Search code examples
mysqlsqlimpala

How to select unique columns from X columns but show X + Y columns from the results in SQL?


This table is on our impala cluster, although, the impala shell seems very similar to SQL. I have very little SQL or Impala experience, outside of doing extremely simple queries so this problem might be way above my experience and pay grade.

I need to get some data from our db using impala. There are other columns in the table but my command grabs these 3 columns I'm interested in. The data/result can look like this:

time | server | data
  0  |   A    | 500
  0  |   B    | 200
  0  |   C    | 300
  1  |   A    | 100
  1  |   A    | 400
  1  |   B    | 200
  1  |   C    | 300
  2  |   A    | 900
  2  |   B    | 800
  2  |   C    | 700
  2  |   C    | 600

Ideally, the data should look like time 0, where each server only shows up once for each time value. However, there's a bug and as shown, a server can show up more than once for a time value. And it's not the same server that shows up more than once per time value either, as shown in the example above.

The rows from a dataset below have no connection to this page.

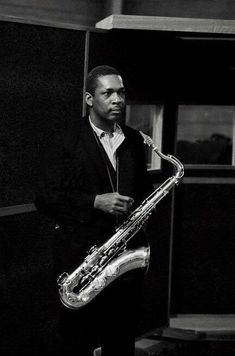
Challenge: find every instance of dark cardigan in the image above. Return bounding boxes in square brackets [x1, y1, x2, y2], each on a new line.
[35, 117, 152, 270]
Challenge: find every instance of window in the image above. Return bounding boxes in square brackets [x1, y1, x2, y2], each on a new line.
[126, 104, 163, 170]
[176, 105, 235, 165]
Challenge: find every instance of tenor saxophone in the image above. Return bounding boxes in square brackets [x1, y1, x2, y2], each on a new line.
[57, 131, 184, 309]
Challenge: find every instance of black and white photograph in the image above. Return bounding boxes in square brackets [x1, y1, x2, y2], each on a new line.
[0, 0, 235, 356]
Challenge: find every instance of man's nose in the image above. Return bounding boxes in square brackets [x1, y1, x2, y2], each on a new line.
[112, 93, 123, 103]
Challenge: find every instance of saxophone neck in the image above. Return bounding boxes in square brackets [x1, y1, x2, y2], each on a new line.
[139, 131, 184, 179]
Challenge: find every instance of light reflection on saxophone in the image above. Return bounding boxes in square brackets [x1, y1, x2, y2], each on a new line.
[57, 131, 184, 309]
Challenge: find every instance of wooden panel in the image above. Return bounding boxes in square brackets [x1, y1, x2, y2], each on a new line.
[96, 15, 235, 34]
[0, 0, 105, 29]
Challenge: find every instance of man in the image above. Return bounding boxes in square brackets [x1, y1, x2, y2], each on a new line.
[35, 66, 152, 356]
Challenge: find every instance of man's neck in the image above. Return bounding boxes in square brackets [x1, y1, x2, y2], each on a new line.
[90, 115, 116, 132]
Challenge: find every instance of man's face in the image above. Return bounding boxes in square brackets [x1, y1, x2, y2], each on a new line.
[87, 74, 125, 125]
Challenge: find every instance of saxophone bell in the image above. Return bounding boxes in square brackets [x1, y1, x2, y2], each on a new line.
[57, 131, 184, 309]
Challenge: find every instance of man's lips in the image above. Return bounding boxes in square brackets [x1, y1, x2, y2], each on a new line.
[110, 108, 122, 114]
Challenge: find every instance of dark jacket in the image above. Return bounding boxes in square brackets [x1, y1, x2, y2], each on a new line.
[35, 117, 152, 272]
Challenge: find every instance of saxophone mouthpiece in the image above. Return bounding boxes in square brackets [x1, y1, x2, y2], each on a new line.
[139, 131, 153, 147]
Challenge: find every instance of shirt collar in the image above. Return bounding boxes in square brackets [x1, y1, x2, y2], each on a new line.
[89, 116, 124, 138]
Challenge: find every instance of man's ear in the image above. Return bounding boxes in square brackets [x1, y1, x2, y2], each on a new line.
[85, 91, 93, 108]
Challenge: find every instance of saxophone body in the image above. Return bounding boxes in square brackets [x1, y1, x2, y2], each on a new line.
[57, 131, 184, 309]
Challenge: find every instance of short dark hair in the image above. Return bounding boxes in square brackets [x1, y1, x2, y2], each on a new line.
[86, 65, 120, 95]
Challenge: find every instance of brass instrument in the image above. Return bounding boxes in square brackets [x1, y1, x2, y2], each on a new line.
[57, 131, 184, 309]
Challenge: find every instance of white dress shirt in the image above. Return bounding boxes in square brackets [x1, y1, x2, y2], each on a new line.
[89, 117, 125, 170]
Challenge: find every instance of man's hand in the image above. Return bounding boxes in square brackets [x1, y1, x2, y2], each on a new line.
[94, 192, 134, 215]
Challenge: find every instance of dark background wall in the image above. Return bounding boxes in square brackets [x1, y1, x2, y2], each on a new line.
[0, 22, 86, 355]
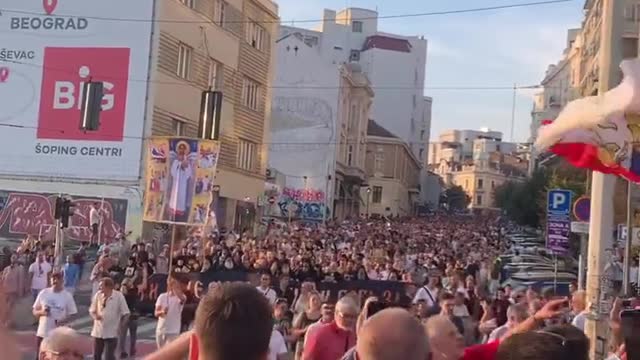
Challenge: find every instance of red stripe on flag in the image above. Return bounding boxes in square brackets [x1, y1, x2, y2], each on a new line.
[550, 143, 640, 182]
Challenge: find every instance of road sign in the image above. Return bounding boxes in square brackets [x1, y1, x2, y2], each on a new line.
[547, 189, 571, 215]
[547, 189, 571, 254]
[618, 224, 640, 246]
[573, 196, 591, 222]
[571, 221, 589, 234]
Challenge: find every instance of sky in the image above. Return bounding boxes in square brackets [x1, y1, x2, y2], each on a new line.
[276, 0, 584, 141]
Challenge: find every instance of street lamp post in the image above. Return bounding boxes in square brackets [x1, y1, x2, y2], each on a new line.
[367, 187, 371, 219]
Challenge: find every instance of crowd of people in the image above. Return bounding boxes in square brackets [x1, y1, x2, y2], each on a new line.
[2, 214, 632, 360]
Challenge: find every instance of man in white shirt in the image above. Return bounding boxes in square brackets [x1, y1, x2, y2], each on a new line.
[155, 274, 187, 349]
[256, 273, 277, 306]
[571, 290, 589, 331]
[89, 278, 129, 360]
[303, 302, 335, 347]
[33, 272, 78, 358]
[413, 270, 439, 308]
[267, 329, 289, 360]
[29, 253, 52, 301]
[89, 203, 100, 245]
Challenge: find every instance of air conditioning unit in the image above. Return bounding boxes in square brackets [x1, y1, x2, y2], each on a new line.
[266, 168, 276, 180]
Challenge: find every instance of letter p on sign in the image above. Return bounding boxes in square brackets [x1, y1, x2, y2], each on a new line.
[551, 193, 566, 209]
[547, 190, 571, 215]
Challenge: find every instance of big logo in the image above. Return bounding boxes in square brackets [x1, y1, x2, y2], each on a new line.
[37, 47, 131, 141]
[10, 0, 89, 31]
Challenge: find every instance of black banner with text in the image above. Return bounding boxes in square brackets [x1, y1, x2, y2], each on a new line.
[138, 271, 413, 314]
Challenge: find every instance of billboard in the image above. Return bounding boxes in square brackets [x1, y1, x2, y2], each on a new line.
[0, 0, 154, 181]
[0, 190, 128, 241]
[144, 137, 220, 225]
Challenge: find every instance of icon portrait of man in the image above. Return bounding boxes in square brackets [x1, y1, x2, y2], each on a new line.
[165, 140, 195, 222]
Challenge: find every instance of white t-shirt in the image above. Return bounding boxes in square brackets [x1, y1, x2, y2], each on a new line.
[256, 286, 277, 305]
[156, 293, 184, 335]
[169, 160, 192, 211]
[268, 330, 289, 360]
[89, 207, 100, 225]
[33, 288, 78, 338]
[29, 261, 51, 290]
[571, 311, 588, 331]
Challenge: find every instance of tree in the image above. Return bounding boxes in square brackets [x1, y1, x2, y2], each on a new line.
[493, 170, 548, 227]
[440, 185, 471, 210]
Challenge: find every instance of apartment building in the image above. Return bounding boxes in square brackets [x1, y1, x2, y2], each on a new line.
[579, 0, 640, 96]
[361, 120, 421, 216]
[150, 0, 278, 229]
[270, 8, 433, 200]
[269, 26, 374, 221]
[445, 152, 529, 209]
[529, 29, 582, 142]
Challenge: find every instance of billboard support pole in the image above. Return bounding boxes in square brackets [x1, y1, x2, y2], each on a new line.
[53, 219, 62, 269]
[578, 234, 589, 290]
[622, 180, 633, 297]
[169, 224, 178, 274]
[585, 0, 625, 360]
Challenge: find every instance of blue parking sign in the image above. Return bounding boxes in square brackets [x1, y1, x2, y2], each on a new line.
[547, 190, 571, 215]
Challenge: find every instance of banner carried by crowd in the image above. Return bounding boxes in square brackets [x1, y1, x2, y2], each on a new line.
[138, 271, 415, 313]
[144, 137, 220, 225]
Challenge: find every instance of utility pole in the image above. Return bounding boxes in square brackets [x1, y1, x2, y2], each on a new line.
[585, 0, 625, 360]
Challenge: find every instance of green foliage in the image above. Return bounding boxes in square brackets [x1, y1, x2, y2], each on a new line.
[442, 185, 471, 210]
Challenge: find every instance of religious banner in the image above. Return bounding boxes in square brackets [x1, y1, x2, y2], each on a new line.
[264, 187, 330, 222]
[144, 137, 220, 225]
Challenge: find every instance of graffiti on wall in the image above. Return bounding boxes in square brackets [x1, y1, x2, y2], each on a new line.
[0, 191, 128, 241]
[266, 188, 329, 221]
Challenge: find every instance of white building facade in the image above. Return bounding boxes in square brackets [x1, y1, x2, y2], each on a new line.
[265, 31, 373, 221]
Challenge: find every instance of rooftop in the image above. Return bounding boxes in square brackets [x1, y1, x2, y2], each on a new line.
[362, 35, 411, 53]
[367, 119, 398, 139]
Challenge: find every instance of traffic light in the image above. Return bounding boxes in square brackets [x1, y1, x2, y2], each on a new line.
[60, 199, 76, 229]
[53, 196, 64, 220]
[80, 81, 104, 131]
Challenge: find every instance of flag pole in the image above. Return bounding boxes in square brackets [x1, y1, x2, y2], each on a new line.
[622, 180, 634, 297]
[585, 0, 625, 360]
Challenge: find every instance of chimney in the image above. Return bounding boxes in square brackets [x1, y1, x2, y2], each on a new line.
[322, 9, 336, 23]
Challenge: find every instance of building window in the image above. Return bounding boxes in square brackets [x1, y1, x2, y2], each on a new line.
[373, 152, 384, 172]
[351, 21, 362, 32]
[347, 145, 353, 166]
[347, 104, 358, 132]
[371, 186, 382, 204]
[237, 140, 257, 170]
[180, 0, 196, 9]
[213, 0, 227, 26]
[246, 21, 265, 51]
[209, 59, 222, 90]
[624, 4, 636, 21]
[242, 78, 260, 110]
[171, 119, 186, 136]
[176, 43, 193, 79]
[349, 50, 360, 62]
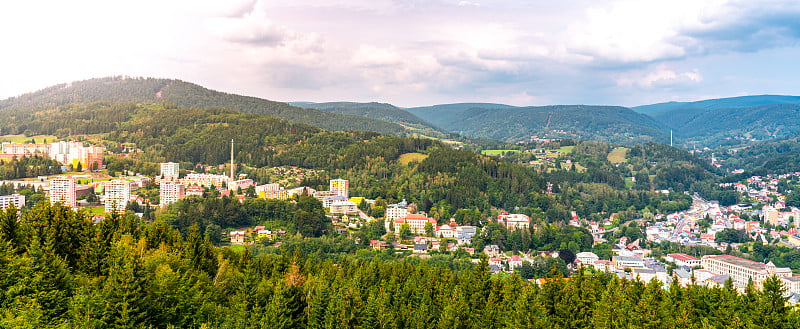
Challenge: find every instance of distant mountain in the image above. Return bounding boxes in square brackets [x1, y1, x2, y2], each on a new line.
[450, 105, 669, 144]
[289, 102, 447, 137]
[406, 103, 514, 131]
[632, 95, 800, 114]
[0, 77, 407, 135]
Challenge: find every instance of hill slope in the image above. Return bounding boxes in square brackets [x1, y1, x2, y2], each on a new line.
[406, 103, 514, 131]
[453, 105, 669, 144]
[632, 95, 800, 114]
[289, 102, 447, 137]
[0, 77, 406, 135]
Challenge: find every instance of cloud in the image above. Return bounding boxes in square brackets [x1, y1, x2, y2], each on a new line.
[617, 65, 703, 89]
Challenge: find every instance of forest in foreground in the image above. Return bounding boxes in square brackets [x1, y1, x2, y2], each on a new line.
[0, 204, 800, 328]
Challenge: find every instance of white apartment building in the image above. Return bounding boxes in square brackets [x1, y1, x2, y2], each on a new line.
[181, 174, 231, 188]
[50, 177, 75, 208]
[386, 199, 408, 221]
[161, 162, 180, 181]
[700, 255, 792, 289]
[328, 178, 350, 198]
[0, 194, 25, 210]
[103, 179, 131, 214]
[158, 181, 186, 207]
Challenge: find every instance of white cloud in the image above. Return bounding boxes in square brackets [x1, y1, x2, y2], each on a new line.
[617, 65, 703, 89]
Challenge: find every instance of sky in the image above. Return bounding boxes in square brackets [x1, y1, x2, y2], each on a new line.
[0, 0, 800, 107]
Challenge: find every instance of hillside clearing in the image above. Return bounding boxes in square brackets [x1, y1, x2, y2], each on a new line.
[397, 153, 428, 166]
[608, 147, 628, 164]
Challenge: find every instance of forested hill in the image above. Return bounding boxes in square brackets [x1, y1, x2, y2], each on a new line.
[0, 77, 406, 135]
[632, 95, 800, 114]
[289, 102, 448, 137]
[452, 105, 669, 144]
[406, 103, 514, 131]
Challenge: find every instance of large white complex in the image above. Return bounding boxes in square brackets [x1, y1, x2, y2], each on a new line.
[700, 255, 792, 289]
[103, 179, 131, 214]
[386, 199, 408, 221]
[0, 194, 25, 210]
[181, 174, 231, 188]
[158, 181, 186, 206]
[329, 178, 350, 198]
[161, 162, 180, 181]
[50, 177, 75, 207]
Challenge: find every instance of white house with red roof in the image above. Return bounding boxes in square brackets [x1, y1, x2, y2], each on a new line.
[436, 223, 458, 239]
[497, 214, 531, 232]
[394, 214, 436, 234]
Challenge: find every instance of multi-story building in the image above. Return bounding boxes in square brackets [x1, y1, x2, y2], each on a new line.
[331, 201, 358, 216]
[700, 255, 792, 289]
[329, 178, 350, 198]
[184, 185, 206, 196]
[258, 189, 289, 200]
[181, 173, 231, 188]
[386, 199, 408, 221]
[497, 214, 531, 232]
[161, 162, 180, 181]
[0, 194, 25, 210]
[394, 214, 436, 234]
[158, 181, 186, 207]
[49, 177, 75, 207]
[103, 179, 131, 214]
[228, 178, 256, 192]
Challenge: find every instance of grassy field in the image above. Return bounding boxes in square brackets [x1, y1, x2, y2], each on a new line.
[397, 153, 428, 165]
[608, 147, 628, 163]
[86, 206, 106, 216]
[481, 150, 519, 156]
[558, 146, 575, 154]
[625, 177, 635, 188]
[0, 135, 58, 143]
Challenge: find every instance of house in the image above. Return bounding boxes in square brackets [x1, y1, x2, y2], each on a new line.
[508, 255, 522, 271]
[575, 251, 600, 266]
[228, 231, 246, 245]
[369, 240, 387, 250]
[664, 254, 700, 267]
[394, 214, 436, 234]
[483, 244, 500, 257]
[672, 269, 692, 287]
[497, 214, 531, 232]
[611, 256, 644, 270]
[436, 223, 458, 239]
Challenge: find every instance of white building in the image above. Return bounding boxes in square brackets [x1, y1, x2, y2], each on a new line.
[181, 173, 231, 188]
[50, 177, 75, 208]
[158, 181, 186, 206]
[103, 179, 131, 214]
[0, 194, 25, 210]
[328, 178, 350, 198]
[161, 162, 180, 181]
[385, 199, 408, 221]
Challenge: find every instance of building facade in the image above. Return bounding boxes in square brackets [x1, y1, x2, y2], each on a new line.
[700, 255, 792, 289]
[161, 162, 180, 181]
[103, 179, 131, 214]
[50, 177, 75, 207]
[0, 194, 25, 210]
[328, 178, 350, 198]
[158, 181, 186, 207]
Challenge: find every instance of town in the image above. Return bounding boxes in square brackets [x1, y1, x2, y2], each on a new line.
[0, 138, 800, 303]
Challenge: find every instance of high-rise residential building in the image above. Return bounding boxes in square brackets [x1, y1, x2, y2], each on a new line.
[161, 162, 180, 181]
[0, 194, 25, 210]
[328, 178, 350, 198]
[50, 177, 75, 207]
[103, 179, 131, 214]
[158, 181, 185, 206]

In any case, what impala-shell/SQL command do I read up/look up to tell it to select distinct time and server but to choose the larger of the two data values? I don't know how to proceed past:

select distinct time, server from table;

If this is too hard or complicated, perhaps someone can point me to a command that selects distinct time and server but prints the first value of data it finds for the distinct pair of time and server.


Solution

  • To get the unique time and server values along with the largest data value you could use a query with a GROUP BY, as follows:

    SELECT TIME, SERVER, MAX(DATA)
      FROM TABLE
      GROUP BY TIME, SERVER
      ORDER BY TIME, SERVER;
    

    Hope this helps.

    Share and enjoy.